One example of a dramatic front page picture from the Western Morning News – this one concerning the plight of Dartmoor ponies
Open any edition of the Western Morning News, and you can’t fail to be impressed by the striking use of images.
Unusual news and feature pictures are used boldly and to great effect along with colourful, dramatic landscapes.
When the paper changed from broadsheet to tabloid format in 1997, editor Barrie Williams said the use of pictures was a deliberate part of the strategy. A year before the re-launch Mr Williams had moved from another Northcliffe title – the Nottingham Evening Post. Since his arrival at the Morning News, he has overseen six consecutive circulations increases in the newspaper’s ABC figures – with the paper currently well on course for a seventh.

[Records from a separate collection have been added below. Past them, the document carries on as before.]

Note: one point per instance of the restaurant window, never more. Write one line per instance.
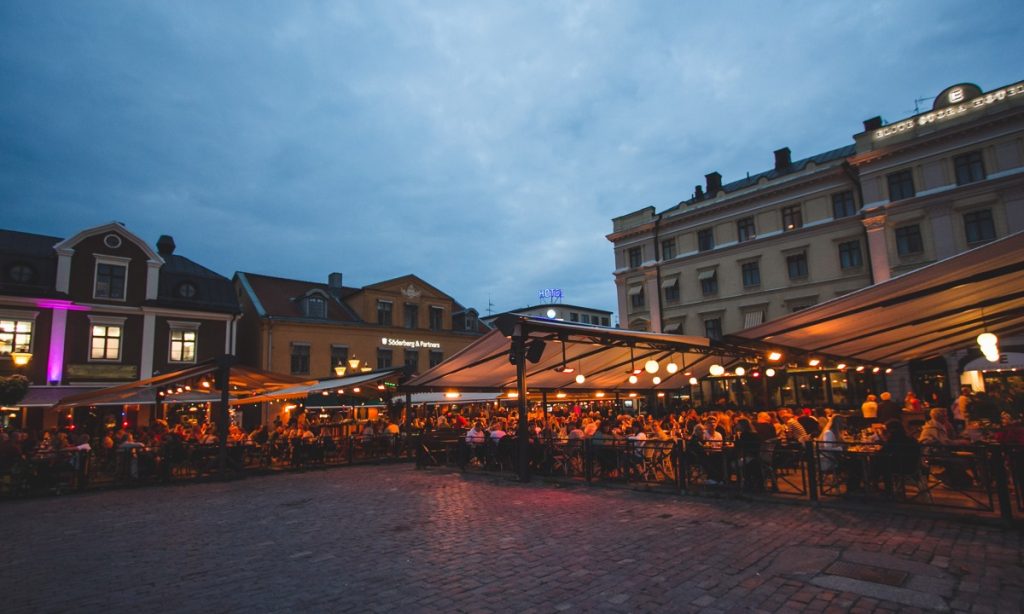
(843, 205)
(300, 358)
(436, 318)
(900, 184)
(796, 264)
(850, 256)
(706, 239)
(339, 356)
(978, 226)
(671, 287)
(713, 327)
(315, 307)
(635, 257)
(104, 342)
(793, 217)
(412, 315)
(752, 273)
(970, 168)
(183, 341)
(111, 278)
(636, 297)
(908, 240)
(745, 229)
(15, 336)
(709, 282)
(669, 249)
(384, 313)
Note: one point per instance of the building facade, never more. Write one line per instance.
(902, 195)
(103, 308)
(312, 329)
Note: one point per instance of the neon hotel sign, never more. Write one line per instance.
(957, 106)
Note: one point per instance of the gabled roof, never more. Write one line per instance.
(799, 165)
(213, 291)
(280, 298)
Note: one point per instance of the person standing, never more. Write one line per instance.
(869, 408)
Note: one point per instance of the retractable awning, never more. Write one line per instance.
(921, 314)
(606, 357)
(301, 391)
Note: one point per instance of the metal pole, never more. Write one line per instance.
(522, 432)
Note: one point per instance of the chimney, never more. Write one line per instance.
(334, 284)
(714, 183)
(782, 159)
(165, 245)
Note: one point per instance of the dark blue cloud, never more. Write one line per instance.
(484, 146)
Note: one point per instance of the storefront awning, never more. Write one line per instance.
(921, 314)
(606, 357)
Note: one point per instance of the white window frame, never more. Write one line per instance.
(114, 261)
(109, 321)
(20, 316)
(181, 326)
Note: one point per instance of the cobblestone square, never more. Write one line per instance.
(394, 538)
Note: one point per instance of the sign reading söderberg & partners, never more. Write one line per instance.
(410, 343)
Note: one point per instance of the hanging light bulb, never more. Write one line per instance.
(987, 339)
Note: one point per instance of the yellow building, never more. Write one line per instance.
(313, 329)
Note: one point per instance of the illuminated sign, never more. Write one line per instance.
(551, 294)
(407, 343)
(956, 107)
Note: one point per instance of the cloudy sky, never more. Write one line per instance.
(484, 146)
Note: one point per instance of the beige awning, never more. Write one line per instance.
(601, 354)
(923, 313)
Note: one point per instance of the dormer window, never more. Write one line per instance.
(314, 307)
(111, 277)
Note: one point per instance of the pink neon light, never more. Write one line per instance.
(59, 305)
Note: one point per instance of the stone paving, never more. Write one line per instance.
(396, 539)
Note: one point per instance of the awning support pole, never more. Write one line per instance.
(522, 432)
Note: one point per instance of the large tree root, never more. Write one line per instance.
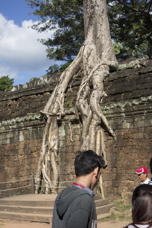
(95, 59)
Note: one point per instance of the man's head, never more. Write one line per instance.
(142, 173)
(87, 165)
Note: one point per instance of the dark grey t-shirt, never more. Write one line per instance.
(74, 208)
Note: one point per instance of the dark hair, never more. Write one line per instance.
(140, 191)
(86, 161)
(142, 204)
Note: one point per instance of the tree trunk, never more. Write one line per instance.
(95, 57)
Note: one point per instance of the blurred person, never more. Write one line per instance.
(141, 207)
(74, 206)
(142, 173)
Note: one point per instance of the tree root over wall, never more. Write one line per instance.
(95, 59)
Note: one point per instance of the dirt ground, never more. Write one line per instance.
(16, 224)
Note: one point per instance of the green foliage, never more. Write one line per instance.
(67, 18)
(6, 83)
(130, 24)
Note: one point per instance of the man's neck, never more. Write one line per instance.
(84, 180)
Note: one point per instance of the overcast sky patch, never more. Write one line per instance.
(21, 51)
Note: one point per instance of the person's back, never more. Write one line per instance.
(142, 207)
(74, 206)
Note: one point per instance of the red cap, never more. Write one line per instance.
(141, 170)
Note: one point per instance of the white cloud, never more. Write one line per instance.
(21, 50)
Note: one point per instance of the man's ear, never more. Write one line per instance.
(96, 171)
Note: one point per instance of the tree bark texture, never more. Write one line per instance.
(95, 58)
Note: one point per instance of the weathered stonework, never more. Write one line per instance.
(128, 107)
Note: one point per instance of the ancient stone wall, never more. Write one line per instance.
(127, 107)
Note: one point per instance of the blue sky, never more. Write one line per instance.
(22, 56)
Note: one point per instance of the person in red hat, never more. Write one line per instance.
(142, 173)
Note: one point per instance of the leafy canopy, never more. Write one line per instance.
(130, 23)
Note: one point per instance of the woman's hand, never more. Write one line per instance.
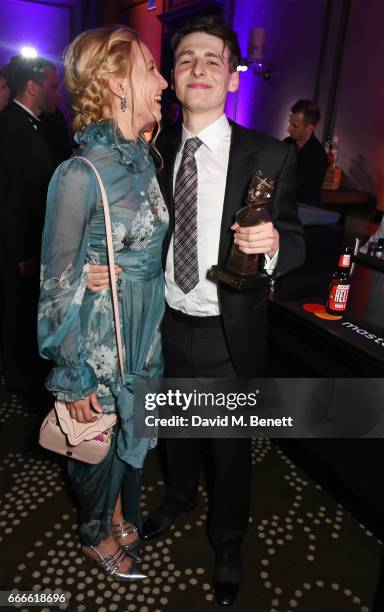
(98, 277)
(81, 410)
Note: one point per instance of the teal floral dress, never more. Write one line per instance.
(75, 326)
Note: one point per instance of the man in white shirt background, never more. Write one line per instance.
(210, 330)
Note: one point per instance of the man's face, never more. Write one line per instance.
(202, 77)
(48, 95)
(298, 129)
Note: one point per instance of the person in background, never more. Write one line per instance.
(4, 89)
(27, 163)
(311, 156)
(116, 94)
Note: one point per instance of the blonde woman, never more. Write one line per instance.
(116, 94)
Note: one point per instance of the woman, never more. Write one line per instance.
(116, 94)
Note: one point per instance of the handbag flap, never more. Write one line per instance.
(78, 432)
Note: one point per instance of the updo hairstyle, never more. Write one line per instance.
(90, 61)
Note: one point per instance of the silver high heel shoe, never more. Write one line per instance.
(132, 549)
(111, 564)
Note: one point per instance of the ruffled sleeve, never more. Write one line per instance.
(72, 197)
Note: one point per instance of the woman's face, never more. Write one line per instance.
(4, 93)
(147, 87)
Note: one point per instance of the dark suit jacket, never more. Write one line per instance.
(244, 312)
(311, 170)
(26, 166)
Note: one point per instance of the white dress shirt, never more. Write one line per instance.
(212, 167)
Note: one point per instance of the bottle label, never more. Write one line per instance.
(345, 260)
(338, 297)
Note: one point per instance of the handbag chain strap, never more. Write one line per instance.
(111, 263)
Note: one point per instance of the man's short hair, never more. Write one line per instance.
(310, 110)
(216, 26)
(19, 70)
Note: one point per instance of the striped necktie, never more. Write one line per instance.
(185, 235)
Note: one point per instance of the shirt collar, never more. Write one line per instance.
(26, 109)
(212, 135)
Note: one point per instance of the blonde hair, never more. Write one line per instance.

One unusual aspect of the Western Morning News picture department is that most of the photographers are freelance.
“Our patch stretches from Taunton to the Isles of Scilly. It would take seven hours to drive from one side to the other, so it’s just not practical to employ staff photographers,” said Mr Williams.
He admits he is fortunate to have the photography team led by the “very talented” ex-Sunday Times photographer Michael Cranmer. He is one of just four members of the photographic staff based at the paper’s Plymouth head office.
Apart from using quality images in its news and feature coverage, the Morning News also devotes half a page a day to a quality colour landscape shot taken by an amateur or professional photographer.
Called, the Western Morning View, it is such a popular feature that the newspaper has produced two hard-backed books of the collected pictures which have both sold out.
Mr Williams said: “The quality of those Western Morning View pictures is amazing. When we had a launch party for one of the books, it was interesting to see the wide range of people who had contributed photographs. They ranged in age from 15 to 80.”
On the paper’s general picture strategy, Mr Williams said: “When the newspaper drops on the mat, we want readers to pick it up and be reminded what a great place this is to live.
“Another important target audience for our paper are the ‘incomers’, people who have moved down to the West Country, and we see it as our job to assure them: ‘You’ve made the right decision to move here’.
“Of course you can’t turn a corner in this part of the world without coming across another stunning view, which does help,” said Mr Williams.
Television audiences in Carlton’s West Country region can find out more about the photographers who work for the Western Morning News in a six-part TV documentary which began on April 4.
Called Hold The Front Page, although there is no connection with this website, it will be screened from 7.30-8pm each Tuesday.
The programme was made by Plymouth-based Denham Productions and filming spanned almost a year.